Mark my words. OpenAI will be bailed out by US taxpayers.

  • Even if there is a bailout. Will it happen in time? Once the confidence is lost it is lost and valuations have dropped. Bailout would just mean that who ever gave money would end up as bag holder of something now worth lot less.

    Banks needed bailout to keep lending money. Auto industry needed one to keep employing lot of people. AI doesn't employ that many.

    I just don't believe bailout can happen before it is too late for it to be effective in saving the market.

  • In 2008 the US government ended up making more money then they spent though (at least with the tarp), because they invested a ton of money after everything collapsed, and thus was extremely cheap. Once the markets recovered, they made a hefty sum selling all the derivatives they got at the lowest point. Seems like the epitome of buy when low and sell when high tbh.

  • I'll take that bet.

    Banks get bailed out because if confidence in the banking system disappears and everyone tries to withdraw their money at once, the whole economy seizes up. And whoever is Treasury Secretary (usually an ex Wall Street person) is happy to do it.

    I don't see OpenAI having the same argument about systemic risk or the same deep ties into government.

    • Even in a bank bailout, the equity holders typically get wiped out. It's really not that different from a bankruptcy proceeding, there's just a whole lot more focus on keeping the business itself going smoothly. I doubt OpenAI want to be in that kind of situation.

  • Not really. It was not about stocks. It was the collapse of insurance companies at the core of 2008 crisis.

    The same can happen now on the side of private credit that gradually offloads its junk to insurance companies (again):

    As a result, private credit is on the rise as an investment option to compensate for this slowdown in traditional LBO (Figure 2, panel 2), and PE companies are actively growing the private credit side of their business by influencing the companies they control to help finance these operations. Life insurers are among these companies. For instance, KKR’s acquisition of 60 percent of Global Atlantic (a US life insurer) in 2020 cost KKR approximately $3billion.

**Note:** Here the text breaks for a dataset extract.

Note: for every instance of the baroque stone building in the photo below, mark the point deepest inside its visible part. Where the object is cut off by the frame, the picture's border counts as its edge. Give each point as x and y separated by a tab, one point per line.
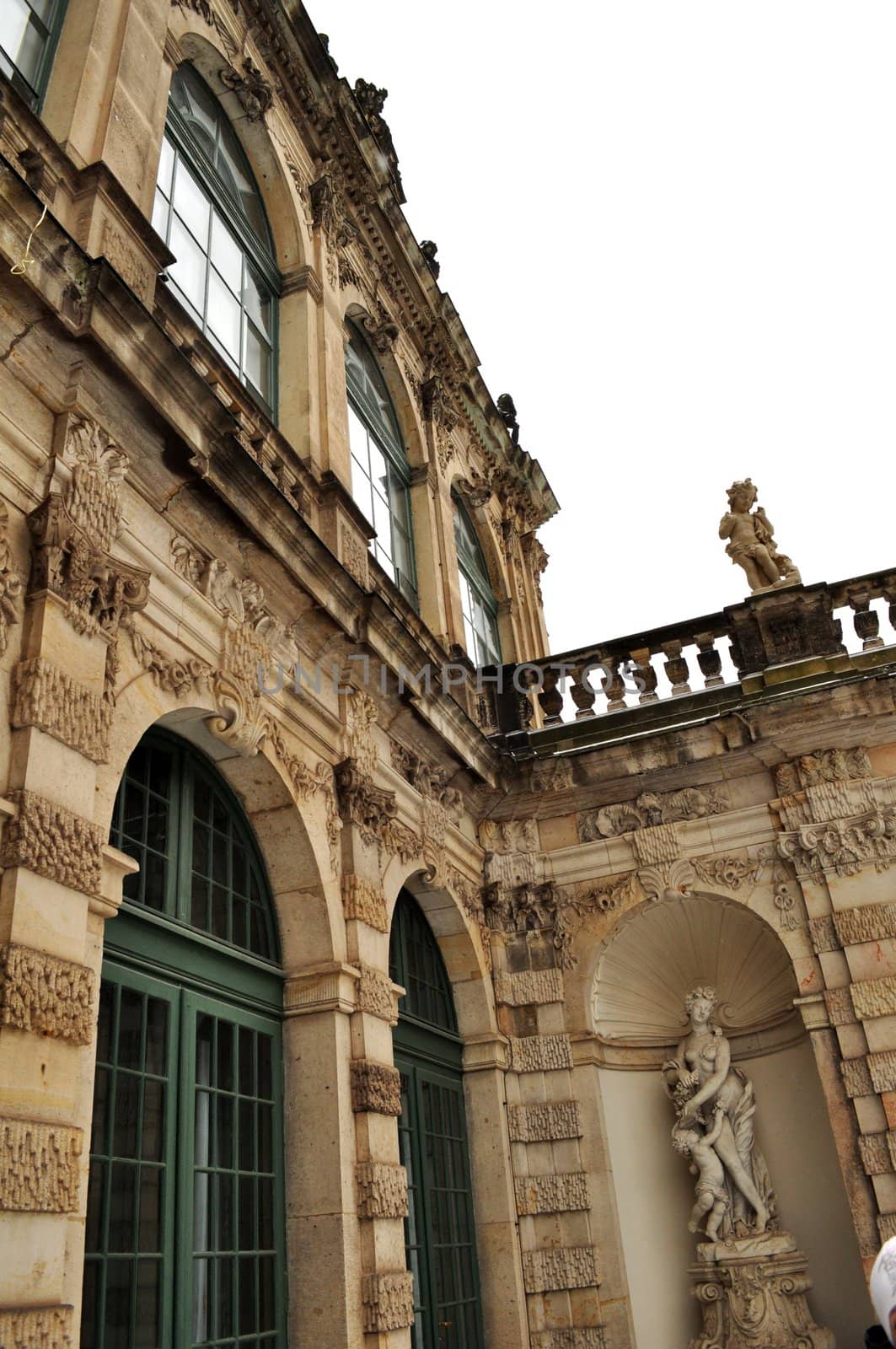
335	978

    https://www.imf.org/en/Publications/global-financial-stabili...

It’s like watching a train wreck waiting to happen, while everyone praise the madman conduct or who’s operating the locomotor at full steam.

  • I don't think that's diagnosis (as a clinical term); closer to defamation.

    Is it necessary to a point you want to make?

    You can just point to behavior of a given entity, such as to conclude it's untrustworthy, without the problematic area of armchair psychoanalysis.

What does it mean for the AI bubble to pop? Everyone stops using AI en masse and we go back to the old ways? Cloud based AI no longer becomes an available product?

  • I think it mostly just means a few hundred billion dollars of value wiped from the stock market - all the models that have been trained will still exist, as well as all the datacentres, even if the OpenAI entity itself and some of the other startups shut down and other companies else get their assets for pennies on the dollar.

    But it might mean that LLMs don't really improve much from where they are today, since there won't be the billions of dollars to throw at training for small incremental improvements that consumers mostly don't care to pay anything for.